How do equity and capital differ?
Difference: equity and debt
A company can be financed from both equity and debt. The differences between the types of financing are not always easy to see.
The part of the assets that is left over after the debt is deducted is equity. For example, equity is invested in the company through contributions from the shareholders.
This shows the ownership shares of a partner. For example, if a shareholder has invested 40% of the equity in the company, he also owns 40% of the company.
The borrowed capital
Basically, borrowed capital represents a company's debts. Due to the temporary provision of capital by banks or other financiers, interest must be paid.
Difference between equity and debt
Equity is a participation relationship, debt capital is a debt relationship. An important difference to the distinction between equity and debt capital is the liability.
Depending on the legal form, the equity providers are liable with all of their personal assets, but at least with their own contribution. However, the lenders are not liable. Equity providers participate in profits, losses and corporate governance, while lenders do not.

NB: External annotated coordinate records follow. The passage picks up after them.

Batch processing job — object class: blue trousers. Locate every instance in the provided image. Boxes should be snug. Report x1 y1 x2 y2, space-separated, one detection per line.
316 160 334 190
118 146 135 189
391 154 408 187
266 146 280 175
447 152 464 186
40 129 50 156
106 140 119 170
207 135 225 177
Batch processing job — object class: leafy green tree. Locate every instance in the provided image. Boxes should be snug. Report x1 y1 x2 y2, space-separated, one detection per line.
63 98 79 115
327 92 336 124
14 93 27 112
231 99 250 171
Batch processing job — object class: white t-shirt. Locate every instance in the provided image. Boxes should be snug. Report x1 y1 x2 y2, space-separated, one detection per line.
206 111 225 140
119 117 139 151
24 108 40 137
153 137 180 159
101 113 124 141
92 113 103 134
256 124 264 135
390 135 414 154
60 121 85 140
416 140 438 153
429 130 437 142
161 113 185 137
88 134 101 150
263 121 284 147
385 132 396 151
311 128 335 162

Once equity has been invested, the shareholders are integrated into the company for an unlimited period of time, although short-term termination is sometimes possible. Borrowed capital, on the other hand, is limited in time.
Another important difference between the two types of financing is that the interest on equity is not tax deductible, but the interest on borrowed capital can be fully taxed.
Advantages and disadvantages of equity
Normally higher profits are generated with equity than with borrowed capital. This is mainly due to the fact that the banks demand high security deposits and interest rates for their loans.
Another positive thing about equity is that it is available indefinitely. However, there are also shareholdings in which the equity investor can terminate his contribution promptly.
Another benefit is that companies with high equity often get cheaper loans than companies with high debt.
A disadvantage of equity capital is the equity providers' right of co-determination, as it restricts the flexibility of the existing shareholders.
Advantages and disadvantages of outside capital
One advantage of borrowing is that profits and corporate governance do not have to be shared with borrowers. In addition, the interest can be deducted from taxes.
A disadvantage of outside capital is that it is only available for a limited period of time. In addition, repayments and interest have to be paid even in economically difficult times.
Overall, there are some differences between equity and debt. Only the shareholders can decide for themselves which form is the right one for their own company.